A 5-minute reshaping on a diamond plate or low grit stone will correct/reshape the heel and move the heel corner forward of the stabilizer so the blade will lay flat on the stone.

IMG_1281 b.jpg
 
It is not a warp, you are honing on the stabilizer, because the heel needs correction. No need to grind the spine, and it will not help correct the razor.

Note the red arrows where you are honing on the stabilizer and tang. The stabilizer is keeping the heel half of the edge off the stone completely.

Mark the heel with a sharpie and a coin or large washer, then grind the heel to the radius of the sharpie mark. The heel is thin and grinds quickly. Note where the Blue circle will move the corner well in front of the stabilizer, to the blue arrow.
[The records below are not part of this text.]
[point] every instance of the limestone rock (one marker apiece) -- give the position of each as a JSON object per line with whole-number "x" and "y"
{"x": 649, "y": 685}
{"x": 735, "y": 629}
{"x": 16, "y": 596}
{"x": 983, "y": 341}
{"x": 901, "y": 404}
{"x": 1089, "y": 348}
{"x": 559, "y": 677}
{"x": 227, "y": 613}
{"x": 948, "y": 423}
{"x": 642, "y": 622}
A 5-minute reshaping on a diamond plate or low grit stone will correct/reshape the heel and move the heel corner forward of the stabilizer so the blade will lay flat on the stone.

View attachment 1338441

Aye, that does make sense. The wear far back on the shoulder was already there when I bought the razor (open box) and is in some part due to rubbing on the handle scales. The wear further down the stabiliser towards the edge is flaking gold plate rather than contact with the stone. The top of the stabiliser was entirely me. My technique is still pretty rough and as you mention it isn’t really possible to try get at the heel without riding the stabiliser. In terms of warping, sighting carefully down the cutting edge certainly does reveal a very slight U grind on the labeled side of the blade.

I do think the blade probably needs reasonably aggressive grinding. One of the reasons I am inclined to send it out is that I am currently separated from the great bulk of my stones (I am in COVID lockdown in Victoria, Aus) which are stored at my workplace. Without any rough diamond plates I’m not particularly enthused about removing a fair amount of hardened steel.

Besides, I’d rather learn to play surgeon with something a bit cheaper than this fella. I’ll let a real doctor take care of this one.